Ощущение было такое, что от этого зависит жизнь, даже больше, но дар теплился еле–еле, уже давно неспособный жить в полную силу.
— Давай же, умоляю! Нимоа тебя заклинаю! — умолял Илча.
Там, сверху, где шум, переливалась ответная сила!
Тогда Илча принялся кричать, зная, что его одинокий голос не проникнет сквозь камень. Он должен докричаться!
Звуки, смутившие его покой, понемногу стали отдаляться. Жемчужина внутри тоже ослабела, словно отчаялась.
— Нет, только не сейчас, — прошептал Илча, бессильно опускаясь на холодный камень.
Потом, повинуясь внезапному порыву, позвал еще раз. Без ненужных криков, спокойно и даже отстраненно. И вновь услышал ответ. Гораздо дальше. Но его ждали, звали, искали.
На этот раз Илча не вскочил, даже не вздрогнул, а просто доверился Жемчужине. Издалека его звала неведомая сила, живая, близкая, толчками бьющая в голову и погружавшая в забытье, такое же, как в пещере Дракона.
И вот она вспыхнула явственно. Ярко–голубым.
Боль прошла, Илча блаженно валялся в своей дыре, ощущая приближение избавления. Скоро послышались голоса и поступь целой кучи народа, пробудив узника от странной полудремы. Жемчужина тут же начала терять силу, но Илча вскочил и опять принялся орать во все горло, опасаясь упустить удачу.
Дверь распахнулась. Наверху обозначился знакомый тюремщик, вместе с ним к провалу приблизилась еще одна фигура. От нее веяло ароматом пещеры Дракона, а еще разливалось голубое сияние. И еще она несла постоянный груз бесконечных забот и вечный соблазн их сбросить.
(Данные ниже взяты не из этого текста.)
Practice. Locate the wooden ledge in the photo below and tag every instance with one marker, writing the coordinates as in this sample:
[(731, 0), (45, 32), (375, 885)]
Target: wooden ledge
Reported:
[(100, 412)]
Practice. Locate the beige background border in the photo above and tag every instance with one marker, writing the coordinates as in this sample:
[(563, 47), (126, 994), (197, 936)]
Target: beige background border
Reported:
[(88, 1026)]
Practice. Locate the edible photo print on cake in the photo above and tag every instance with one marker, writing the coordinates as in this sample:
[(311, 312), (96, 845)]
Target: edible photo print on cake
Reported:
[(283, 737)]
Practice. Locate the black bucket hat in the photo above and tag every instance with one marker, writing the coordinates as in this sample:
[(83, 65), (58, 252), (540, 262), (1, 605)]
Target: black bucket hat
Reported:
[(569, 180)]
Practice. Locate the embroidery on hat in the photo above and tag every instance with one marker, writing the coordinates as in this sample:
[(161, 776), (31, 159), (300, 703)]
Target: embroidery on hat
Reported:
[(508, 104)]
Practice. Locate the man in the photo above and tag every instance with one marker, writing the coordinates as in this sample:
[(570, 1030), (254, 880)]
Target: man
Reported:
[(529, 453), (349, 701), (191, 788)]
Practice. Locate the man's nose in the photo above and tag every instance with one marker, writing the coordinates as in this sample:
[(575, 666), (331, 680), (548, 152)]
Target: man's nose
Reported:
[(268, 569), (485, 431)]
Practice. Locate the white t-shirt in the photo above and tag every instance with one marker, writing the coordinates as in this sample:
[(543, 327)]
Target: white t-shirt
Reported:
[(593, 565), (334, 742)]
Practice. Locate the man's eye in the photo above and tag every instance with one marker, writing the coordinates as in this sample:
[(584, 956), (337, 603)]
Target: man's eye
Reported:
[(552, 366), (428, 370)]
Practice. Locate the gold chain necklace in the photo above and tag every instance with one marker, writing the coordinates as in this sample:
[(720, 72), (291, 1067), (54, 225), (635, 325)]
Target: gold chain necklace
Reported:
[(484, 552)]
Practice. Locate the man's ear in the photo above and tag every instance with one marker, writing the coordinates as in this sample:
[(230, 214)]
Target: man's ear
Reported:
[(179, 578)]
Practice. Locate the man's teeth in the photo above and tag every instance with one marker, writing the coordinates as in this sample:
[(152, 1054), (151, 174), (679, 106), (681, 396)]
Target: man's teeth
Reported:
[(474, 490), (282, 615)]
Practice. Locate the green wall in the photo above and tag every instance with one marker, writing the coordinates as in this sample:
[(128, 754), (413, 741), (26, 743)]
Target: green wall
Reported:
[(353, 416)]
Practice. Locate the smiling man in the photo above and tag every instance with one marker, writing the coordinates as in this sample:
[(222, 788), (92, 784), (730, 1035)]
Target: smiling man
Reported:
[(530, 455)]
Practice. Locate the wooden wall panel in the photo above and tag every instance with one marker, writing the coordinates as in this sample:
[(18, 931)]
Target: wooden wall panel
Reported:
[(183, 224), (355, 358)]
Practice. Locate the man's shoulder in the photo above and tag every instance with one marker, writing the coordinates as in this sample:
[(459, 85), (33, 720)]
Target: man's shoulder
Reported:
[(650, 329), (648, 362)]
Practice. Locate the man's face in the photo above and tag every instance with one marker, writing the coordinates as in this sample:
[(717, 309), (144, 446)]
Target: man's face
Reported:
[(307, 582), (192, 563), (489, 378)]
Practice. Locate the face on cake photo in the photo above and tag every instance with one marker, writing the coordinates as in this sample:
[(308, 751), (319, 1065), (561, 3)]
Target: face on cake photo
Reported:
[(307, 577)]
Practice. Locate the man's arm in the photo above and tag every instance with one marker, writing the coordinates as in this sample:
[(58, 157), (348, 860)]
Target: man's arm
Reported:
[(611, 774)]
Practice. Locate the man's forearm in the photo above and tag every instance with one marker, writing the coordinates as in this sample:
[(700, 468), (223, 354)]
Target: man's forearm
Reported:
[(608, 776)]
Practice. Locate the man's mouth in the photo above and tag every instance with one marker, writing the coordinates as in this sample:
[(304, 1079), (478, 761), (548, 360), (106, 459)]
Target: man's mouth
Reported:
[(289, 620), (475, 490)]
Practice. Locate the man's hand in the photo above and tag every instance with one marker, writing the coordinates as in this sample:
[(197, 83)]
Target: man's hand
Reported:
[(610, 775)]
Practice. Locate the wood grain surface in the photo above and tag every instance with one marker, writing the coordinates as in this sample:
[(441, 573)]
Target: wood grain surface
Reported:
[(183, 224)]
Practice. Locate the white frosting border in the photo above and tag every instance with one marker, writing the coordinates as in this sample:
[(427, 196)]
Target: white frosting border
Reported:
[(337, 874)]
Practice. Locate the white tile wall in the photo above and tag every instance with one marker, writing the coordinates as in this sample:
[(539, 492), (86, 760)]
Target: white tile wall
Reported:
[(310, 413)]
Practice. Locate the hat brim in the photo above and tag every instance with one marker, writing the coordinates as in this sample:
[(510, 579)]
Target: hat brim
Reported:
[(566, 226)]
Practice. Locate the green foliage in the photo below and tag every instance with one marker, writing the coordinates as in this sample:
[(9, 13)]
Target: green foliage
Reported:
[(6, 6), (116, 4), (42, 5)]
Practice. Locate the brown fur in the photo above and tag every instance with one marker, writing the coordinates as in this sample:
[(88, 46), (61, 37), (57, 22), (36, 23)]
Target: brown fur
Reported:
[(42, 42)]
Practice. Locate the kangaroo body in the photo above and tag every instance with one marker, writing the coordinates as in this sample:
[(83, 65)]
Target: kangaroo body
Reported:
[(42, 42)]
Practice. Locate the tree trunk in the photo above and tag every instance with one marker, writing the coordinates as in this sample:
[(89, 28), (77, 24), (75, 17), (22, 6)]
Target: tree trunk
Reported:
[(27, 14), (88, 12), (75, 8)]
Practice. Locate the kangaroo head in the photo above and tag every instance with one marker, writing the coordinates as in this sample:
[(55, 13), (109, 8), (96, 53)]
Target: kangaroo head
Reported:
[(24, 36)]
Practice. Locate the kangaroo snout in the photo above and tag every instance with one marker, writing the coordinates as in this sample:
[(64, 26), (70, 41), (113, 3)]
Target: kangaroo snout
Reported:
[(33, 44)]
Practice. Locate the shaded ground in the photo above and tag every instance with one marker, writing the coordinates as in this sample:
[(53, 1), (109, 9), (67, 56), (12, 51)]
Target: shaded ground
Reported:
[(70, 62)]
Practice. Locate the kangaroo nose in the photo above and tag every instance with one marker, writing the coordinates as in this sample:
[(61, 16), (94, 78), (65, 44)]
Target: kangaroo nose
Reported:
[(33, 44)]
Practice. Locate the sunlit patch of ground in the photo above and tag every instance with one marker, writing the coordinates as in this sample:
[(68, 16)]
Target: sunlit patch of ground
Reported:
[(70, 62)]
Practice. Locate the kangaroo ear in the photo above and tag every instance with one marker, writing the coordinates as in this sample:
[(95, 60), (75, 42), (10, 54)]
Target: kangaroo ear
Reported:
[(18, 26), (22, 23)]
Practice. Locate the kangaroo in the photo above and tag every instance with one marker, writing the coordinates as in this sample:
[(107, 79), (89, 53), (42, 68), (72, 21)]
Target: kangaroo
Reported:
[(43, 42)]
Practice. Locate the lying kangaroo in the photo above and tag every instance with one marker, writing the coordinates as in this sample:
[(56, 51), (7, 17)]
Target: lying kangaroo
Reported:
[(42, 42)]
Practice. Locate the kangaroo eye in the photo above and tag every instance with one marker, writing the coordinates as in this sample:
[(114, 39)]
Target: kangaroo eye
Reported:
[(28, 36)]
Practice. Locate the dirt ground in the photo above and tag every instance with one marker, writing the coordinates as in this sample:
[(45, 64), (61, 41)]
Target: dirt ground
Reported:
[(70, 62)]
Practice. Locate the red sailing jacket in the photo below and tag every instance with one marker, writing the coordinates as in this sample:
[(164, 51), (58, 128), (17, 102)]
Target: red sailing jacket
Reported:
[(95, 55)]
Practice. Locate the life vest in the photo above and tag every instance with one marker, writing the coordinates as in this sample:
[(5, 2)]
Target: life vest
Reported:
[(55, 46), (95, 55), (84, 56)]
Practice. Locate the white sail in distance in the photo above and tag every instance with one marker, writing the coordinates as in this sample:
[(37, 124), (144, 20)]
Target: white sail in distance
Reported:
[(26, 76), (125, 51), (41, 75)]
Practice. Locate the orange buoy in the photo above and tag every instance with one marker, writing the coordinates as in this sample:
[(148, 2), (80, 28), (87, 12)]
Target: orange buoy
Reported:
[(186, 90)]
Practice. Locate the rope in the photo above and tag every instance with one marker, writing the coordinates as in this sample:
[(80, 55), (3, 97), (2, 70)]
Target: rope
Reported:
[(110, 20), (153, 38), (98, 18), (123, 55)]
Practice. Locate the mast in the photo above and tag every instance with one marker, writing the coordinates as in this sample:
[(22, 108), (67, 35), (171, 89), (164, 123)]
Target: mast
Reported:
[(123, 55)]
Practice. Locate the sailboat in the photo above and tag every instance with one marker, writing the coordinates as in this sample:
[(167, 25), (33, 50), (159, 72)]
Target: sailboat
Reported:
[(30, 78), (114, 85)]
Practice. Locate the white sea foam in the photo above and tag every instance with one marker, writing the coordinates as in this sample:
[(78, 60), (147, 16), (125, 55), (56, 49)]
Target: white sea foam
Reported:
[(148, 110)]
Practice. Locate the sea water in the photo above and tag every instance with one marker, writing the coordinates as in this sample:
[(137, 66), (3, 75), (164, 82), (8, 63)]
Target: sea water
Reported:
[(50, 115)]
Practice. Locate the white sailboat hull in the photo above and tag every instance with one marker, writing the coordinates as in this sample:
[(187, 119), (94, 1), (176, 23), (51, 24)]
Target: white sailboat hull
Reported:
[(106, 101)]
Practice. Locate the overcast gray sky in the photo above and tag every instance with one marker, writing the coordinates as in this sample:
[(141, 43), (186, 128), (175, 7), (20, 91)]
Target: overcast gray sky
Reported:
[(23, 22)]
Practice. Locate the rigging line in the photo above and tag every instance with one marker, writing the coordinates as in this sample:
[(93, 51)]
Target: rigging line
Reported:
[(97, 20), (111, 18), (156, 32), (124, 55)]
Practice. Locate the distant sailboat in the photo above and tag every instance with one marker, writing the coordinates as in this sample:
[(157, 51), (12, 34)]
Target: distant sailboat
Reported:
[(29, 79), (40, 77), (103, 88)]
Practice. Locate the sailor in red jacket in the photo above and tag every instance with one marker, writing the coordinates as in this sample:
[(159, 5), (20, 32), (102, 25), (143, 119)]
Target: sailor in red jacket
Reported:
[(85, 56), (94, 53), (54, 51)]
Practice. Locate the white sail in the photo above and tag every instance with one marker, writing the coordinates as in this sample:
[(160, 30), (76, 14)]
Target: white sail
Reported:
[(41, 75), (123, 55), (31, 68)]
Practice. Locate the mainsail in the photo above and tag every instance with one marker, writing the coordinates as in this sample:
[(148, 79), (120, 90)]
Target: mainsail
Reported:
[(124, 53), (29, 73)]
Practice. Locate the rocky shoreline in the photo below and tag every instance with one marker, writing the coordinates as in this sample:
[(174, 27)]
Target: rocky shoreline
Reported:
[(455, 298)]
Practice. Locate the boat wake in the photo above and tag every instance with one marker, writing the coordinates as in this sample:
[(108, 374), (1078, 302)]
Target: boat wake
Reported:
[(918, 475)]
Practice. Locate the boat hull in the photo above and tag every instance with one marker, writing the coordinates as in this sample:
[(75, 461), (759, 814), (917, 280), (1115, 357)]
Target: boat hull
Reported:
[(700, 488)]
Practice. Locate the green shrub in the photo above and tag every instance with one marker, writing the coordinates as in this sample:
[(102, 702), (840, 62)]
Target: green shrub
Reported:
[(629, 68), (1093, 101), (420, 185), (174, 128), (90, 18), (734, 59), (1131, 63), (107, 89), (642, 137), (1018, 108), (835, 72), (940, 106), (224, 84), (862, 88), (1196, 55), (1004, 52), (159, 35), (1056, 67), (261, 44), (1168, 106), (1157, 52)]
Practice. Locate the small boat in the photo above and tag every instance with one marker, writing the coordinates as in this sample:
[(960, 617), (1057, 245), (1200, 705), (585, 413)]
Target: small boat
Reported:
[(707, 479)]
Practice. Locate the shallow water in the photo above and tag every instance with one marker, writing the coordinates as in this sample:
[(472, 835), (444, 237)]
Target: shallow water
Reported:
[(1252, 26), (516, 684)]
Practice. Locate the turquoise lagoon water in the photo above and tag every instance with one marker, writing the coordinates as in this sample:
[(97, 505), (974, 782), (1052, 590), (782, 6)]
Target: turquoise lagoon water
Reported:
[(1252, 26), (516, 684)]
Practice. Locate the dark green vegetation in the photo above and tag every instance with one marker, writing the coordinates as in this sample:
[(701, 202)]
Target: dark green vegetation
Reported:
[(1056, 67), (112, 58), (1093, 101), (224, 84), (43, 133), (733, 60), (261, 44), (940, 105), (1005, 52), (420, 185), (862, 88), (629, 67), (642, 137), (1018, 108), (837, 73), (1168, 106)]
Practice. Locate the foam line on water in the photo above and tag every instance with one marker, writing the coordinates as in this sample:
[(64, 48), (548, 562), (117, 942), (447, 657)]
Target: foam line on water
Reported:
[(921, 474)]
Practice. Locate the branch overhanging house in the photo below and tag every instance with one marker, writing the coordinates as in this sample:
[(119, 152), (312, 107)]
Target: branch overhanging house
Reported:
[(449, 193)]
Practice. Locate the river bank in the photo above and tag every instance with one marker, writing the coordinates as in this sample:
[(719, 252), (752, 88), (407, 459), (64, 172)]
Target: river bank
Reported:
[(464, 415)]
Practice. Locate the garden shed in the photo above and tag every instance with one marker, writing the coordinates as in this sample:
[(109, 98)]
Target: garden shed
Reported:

И еще много чего, Илча даже потерялся.
— Этот человек… он давно уже безумен, потому и заперт подальше от остальных… — Сегодня «хозяин» Илчи не отличался обычным бесстрастием. — Может быть, наш дражайший гость…
— Может быть, безумец сам подаст голос? — разрезал металл угодливые речи. Говоривший обращал свою речь вниз, к узнику.
Серый! Разве этот голос спутаешь с другим?
Илча глупо молчал, потеряв дар речи.
— Я жду, — спокойно повторил Серый.
— Всем известно, что Лассару Благословенному есть дело до любого, даже самого малого, однако этому преступнику вменяется множество злодеяний против жителей Одорно! — В словах «хозяина» мелькнула угроза, хоть он частил, торопясь отвести разоблачение. — И даже самому почетному из наших гостей не дано нарушать закон одного из Вольных Городов!
— Каковы же его злодеяния, советник? — спросил Лассар, точно любопытствуя.
— Мошенничество, наушничество, сговор с нашими врагами, черное чародейство!
— Это неправда! — обрел наконец Илча голос. — Они меня сами позвали! Гостем! Потом схватили! В какой–то дыре… — Советник пытался перебить его, но он кричал, ни на что не обращая внимания: — Потом сюда бросили, принуждали дар Драконов пользовать! Им во благо… — указывал он пальцем на своего главного обидчика.
— Довольно! — вверху взметнулась рука, и Илча замолчал, повинуясь больше не жесту, а голосу. Точно голубое сияние вокруг Лассара на миг полыхнуло пламенем.
— Советник, если этот человек заподозрен в чародействе, да еще черном, почему же Городской Совет не обратился к иледам или к старым слугам Дракона, из ближайшего Святилища? Разве не таковы законы Вольных Городов?